How do you cure potatoes before harvesting?

In order to properly cure potatoes before harvesting, it is important to separate them by type and provide each with a suitable period of curing, typically lasting 7 to 10 days. To begin the process, I gently rinse the potatoes in cool running water, aiming to eliminate any excess soil. However, it is essential to leave the soil within the eyes and crevices intact, as this aids in the curing process.

Can you cook potatoes immediately after harvest?

After harvesting potatoes, it is recommended to first sift through the soil to make sure you don’t miss any good ones. While it is possible to cook and eat some immediately, potatoes intended for long-term storage require a curing process. To do this, lay them in a single layer on newspaper or cardboard, and keep them in a dark and cool spot with a temperature between 50 to 60 degrees Fahrenheit for approximately two weeks. By allowing them to cure, you ensure the potatoes develop a tougher skin and are more suitable for long-term storage.

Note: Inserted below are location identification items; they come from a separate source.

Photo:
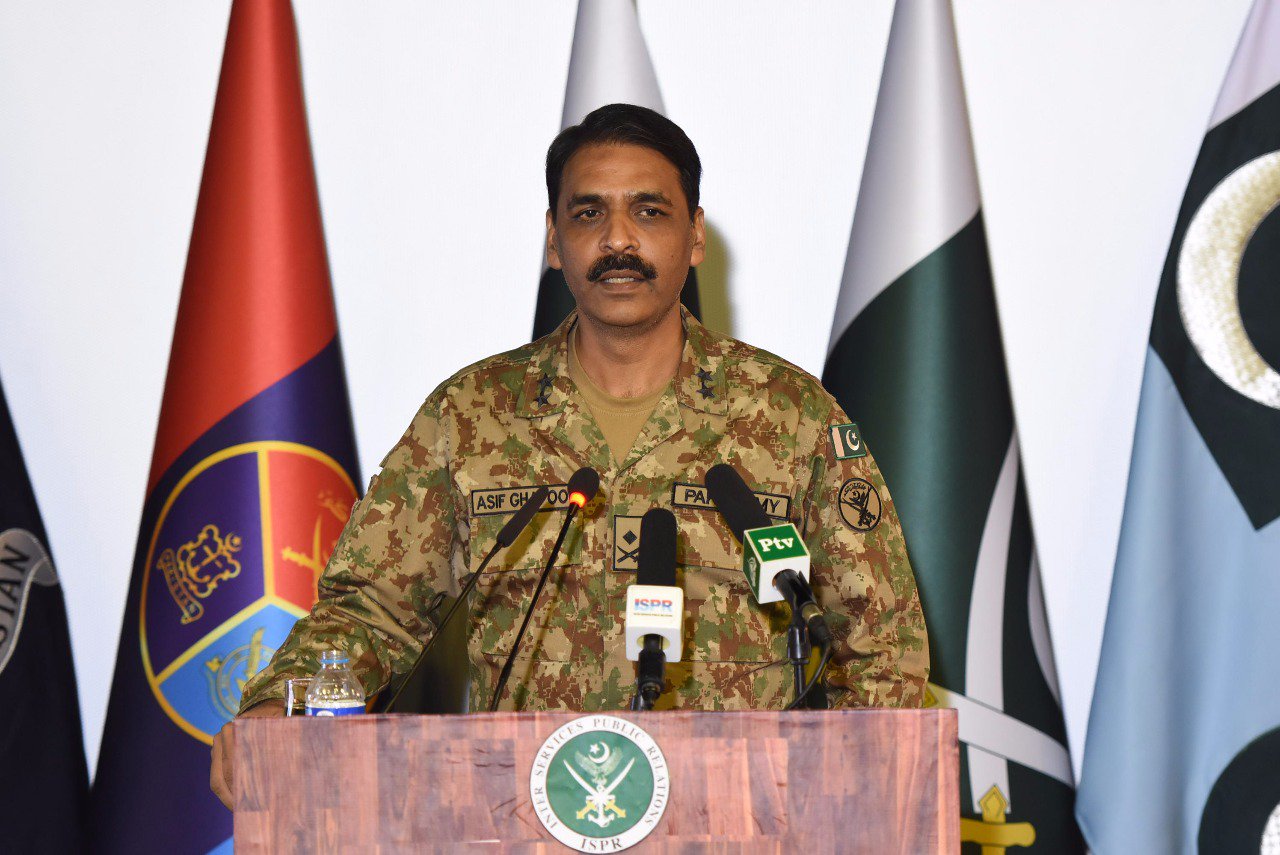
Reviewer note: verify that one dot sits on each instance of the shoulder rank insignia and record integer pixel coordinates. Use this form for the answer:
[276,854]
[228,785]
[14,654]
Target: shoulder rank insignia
[846,440]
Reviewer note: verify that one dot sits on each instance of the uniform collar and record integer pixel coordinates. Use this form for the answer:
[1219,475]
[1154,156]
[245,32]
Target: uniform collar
[699,380]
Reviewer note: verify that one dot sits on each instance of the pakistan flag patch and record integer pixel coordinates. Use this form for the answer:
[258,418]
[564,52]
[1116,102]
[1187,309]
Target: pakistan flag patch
[599,783]
[846,440]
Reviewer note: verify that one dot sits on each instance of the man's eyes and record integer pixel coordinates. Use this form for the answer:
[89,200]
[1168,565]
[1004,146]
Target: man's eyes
[647,213]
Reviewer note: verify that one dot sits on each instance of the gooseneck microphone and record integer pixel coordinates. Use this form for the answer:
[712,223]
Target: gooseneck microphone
[581,489]
[507,535]
[776,565]
[656,607]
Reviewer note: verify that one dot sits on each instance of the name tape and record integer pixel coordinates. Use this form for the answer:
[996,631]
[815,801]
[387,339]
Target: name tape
[695,495]
[485,503]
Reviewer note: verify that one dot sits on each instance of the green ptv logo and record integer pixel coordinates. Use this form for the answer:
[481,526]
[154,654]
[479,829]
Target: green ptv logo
[599,783]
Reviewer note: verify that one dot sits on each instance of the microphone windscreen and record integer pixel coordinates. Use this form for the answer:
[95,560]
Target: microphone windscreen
[586,481]
[735,501]
[521,517]
[656,565]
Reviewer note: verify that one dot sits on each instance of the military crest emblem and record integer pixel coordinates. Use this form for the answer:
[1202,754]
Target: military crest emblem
[233,561]
[859,504]
[599,783]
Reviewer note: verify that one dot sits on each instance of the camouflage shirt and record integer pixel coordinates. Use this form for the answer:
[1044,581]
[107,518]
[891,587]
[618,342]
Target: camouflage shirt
[488,435]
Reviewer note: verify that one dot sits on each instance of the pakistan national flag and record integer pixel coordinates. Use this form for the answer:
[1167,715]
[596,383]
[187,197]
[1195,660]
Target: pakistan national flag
[915,360]
[608,64]
[1183,750]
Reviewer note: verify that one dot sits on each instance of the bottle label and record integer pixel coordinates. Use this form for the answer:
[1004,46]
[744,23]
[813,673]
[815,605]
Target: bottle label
[348,709]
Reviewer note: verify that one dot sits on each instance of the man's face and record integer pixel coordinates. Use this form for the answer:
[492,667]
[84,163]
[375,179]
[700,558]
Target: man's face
[622,234]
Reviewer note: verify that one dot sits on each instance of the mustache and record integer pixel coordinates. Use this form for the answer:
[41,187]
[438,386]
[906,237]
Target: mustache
[608,264]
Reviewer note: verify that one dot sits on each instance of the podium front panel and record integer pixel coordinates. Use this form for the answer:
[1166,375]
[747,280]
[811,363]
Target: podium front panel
[858,781]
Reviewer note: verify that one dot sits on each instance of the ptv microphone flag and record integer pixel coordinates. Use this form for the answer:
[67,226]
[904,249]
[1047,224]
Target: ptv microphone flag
[254,470]
[608,64]
[915,359]
[44,780]
[766,553]
[1183,749]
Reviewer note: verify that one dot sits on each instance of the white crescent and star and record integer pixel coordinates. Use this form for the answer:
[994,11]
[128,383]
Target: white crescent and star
[1208,270]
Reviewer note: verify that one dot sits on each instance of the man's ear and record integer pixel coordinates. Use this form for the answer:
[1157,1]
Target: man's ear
[699,239]
[552,250]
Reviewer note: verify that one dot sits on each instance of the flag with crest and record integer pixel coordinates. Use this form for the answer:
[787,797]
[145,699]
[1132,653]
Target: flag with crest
[254,470]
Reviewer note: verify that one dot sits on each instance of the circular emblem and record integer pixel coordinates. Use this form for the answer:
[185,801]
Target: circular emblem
[233,561]
[859,504]
[599,783]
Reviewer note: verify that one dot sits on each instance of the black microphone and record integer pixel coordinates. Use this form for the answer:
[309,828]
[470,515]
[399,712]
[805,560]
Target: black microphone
[654,603]
[743,512]
[581,489]
[517,522]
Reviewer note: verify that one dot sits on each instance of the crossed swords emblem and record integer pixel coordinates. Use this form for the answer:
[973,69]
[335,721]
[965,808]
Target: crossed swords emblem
[599,796]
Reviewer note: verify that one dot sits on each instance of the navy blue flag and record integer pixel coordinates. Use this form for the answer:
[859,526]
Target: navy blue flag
[1183,749]
[44,780]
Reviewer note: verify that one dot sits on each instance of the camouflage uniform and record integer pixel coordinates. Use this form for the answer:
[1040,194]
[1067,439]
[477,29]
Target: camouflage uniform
[516,420]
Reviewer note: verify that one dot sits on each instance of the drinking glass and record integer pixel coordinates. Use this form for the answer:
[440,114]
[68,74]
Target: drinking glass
[296,695]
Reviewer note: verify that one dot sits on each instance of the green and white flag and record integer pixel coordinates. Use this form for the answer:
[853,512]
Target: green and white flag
[915,359]
[608,64]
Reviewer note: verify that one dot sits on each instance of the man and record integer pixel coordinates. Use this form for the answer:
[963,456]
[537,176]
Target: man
[636,388]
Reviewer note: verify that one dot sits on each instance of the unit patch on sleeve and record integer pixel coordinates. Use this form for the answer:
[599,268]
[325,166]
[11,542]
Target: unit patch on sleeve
[859,504]
[846,440]
[485,503]
[626,543]
[695,495]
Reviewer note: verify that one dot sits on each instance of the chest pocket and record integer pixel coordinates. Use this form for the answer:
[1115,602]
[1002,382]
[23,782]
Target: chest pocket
[722,620]
[508,583]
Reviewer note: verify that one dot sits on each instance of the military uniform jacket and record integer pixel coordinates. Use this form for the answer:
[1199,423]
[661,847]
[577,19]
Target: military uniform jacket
[494,431]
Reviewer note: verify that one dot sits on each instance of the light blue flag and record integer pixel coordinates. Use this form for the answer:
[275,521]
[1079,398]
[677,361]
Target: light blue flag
[1183,750]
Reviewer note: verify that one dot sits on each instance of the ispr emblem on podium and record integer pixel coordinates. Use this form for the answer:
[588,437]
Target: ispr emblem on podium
[233,562]
[599,783]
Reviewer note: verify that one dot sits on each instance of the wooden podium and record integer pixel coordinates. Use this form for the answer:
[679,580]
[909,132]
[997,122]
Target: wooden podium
[856,781]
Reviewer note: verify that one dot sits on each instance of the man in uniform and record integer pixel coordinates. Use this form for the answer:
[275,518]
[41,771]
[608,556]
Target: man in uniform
[636,388]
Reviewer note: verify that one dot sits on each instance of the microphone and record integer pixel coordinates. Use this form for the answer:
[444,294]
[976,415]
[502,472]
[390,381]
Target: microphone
[775,559]
[581,489]
[654,607]
[517,522]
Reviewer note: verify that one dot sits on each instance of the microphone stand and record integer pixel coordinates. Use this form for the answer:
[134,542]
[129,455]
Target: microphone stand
[439,630]
[798,649]
[529,613]
[649,675]
[508,534]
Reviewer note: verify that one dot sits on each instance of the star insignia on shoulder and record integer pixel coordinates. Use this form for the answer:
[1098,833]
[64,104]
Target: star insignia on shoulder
[704,378]
[544,391]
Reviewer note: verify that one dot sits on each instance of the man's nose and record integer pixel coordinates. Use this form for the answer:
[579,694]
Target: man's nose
[618,237]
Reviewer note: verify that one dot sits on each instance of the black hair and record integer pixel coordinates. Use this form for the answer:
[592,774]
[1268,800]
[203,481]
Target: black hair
[626,124]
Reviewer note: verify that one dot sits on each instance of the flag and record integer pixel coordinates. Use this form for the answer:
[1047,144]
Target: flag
[1183,750]
[44,785]
[254,470]
[915,360]
[608,64]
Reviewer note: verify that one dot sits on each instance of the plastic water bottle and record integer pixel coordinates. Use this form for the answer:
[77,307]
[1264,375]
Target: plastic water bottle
[334,690]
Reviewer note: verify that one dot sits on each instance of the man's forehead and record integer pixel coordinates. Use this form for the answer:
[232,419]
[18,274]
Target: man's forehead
[620,170]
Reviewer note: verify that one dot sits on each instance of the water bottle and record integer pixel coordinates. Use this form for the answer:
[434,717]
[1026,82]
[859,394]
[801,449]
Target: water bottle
[334,690]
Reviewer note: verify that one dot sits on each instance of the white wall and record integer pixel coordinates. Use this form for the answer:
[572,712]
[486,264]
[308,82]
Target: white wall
[429,123]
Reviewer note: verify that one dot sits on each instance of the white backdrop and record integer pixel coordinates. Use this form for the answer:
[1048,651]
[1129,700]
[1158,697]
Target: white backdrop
[429,123]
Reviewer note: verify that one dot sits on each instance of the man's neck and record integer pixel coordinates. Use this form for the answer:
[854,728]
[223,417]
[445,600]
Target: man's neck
[630,364]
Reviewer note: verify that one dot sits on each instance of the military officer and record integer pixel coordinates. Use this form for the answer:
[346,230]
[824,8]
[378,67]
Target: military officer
[632,385]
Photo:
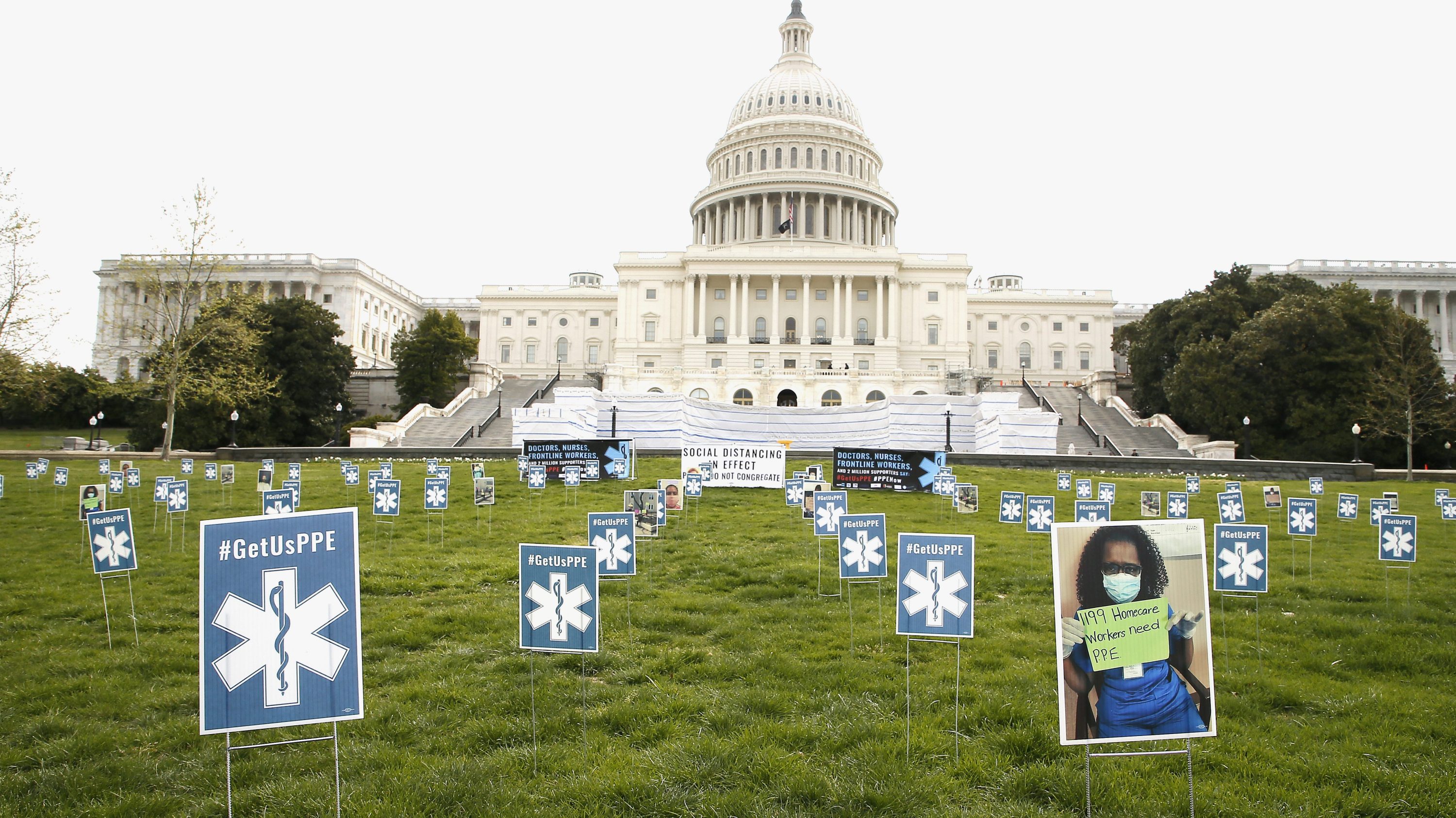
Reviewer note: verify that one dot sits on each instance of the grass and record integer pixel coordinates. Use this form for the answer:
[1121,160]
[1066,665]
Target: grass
[734,692]
[18,440]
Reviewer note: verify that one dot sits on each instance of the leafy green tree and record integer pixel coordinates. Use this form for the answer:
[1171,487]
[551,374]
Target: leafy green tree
[431,360]
[312,369]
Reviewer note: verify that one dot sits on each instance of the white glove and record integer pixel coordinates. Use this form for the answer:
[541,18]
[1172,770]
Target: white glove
[1071,635]
[1183,623]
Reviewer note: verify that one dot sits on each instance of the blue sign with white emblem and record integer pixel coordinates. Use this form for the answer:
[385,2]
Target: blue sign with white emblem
[386,498]
[1231,507]
[829,507]
[1304,517]
[113,545]
[937,586]
[437,494]
[1011,507]
[280,621]
[1242,558]
[611,533]
[862,542]
[1398,538]
[560,609]
[1178,506]
[1094,511]
[1042,513]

How do you preserve fresh potatoes?

To preserve fresh potatoes, it is important to keep them in a cool and dry environment. One effective method is to place the potatoes in a well-ventilated container, such as a cardboard box, mesh bag, or basket. This allows for proper airflow, preventing moisture buildup and potential rot. Additionally, storing the potatoes in a cool and dark place, like a pantry or unheated basement, with a temperature range of 45 to 50 F, helps to maintain their freshness and prevent sprouting.

Do I wash potatoes before curing?

According to the Oregon State University Extension Service, washing potatoes before curing is only necessary if they were grown in fine, sticky clay soil. In such cases, it is important to ensure the potatoes are thoroughly dry before storing them. However, if the potatoes were grown in coarse, sandy soil, simply brushing off the soil is sufficient.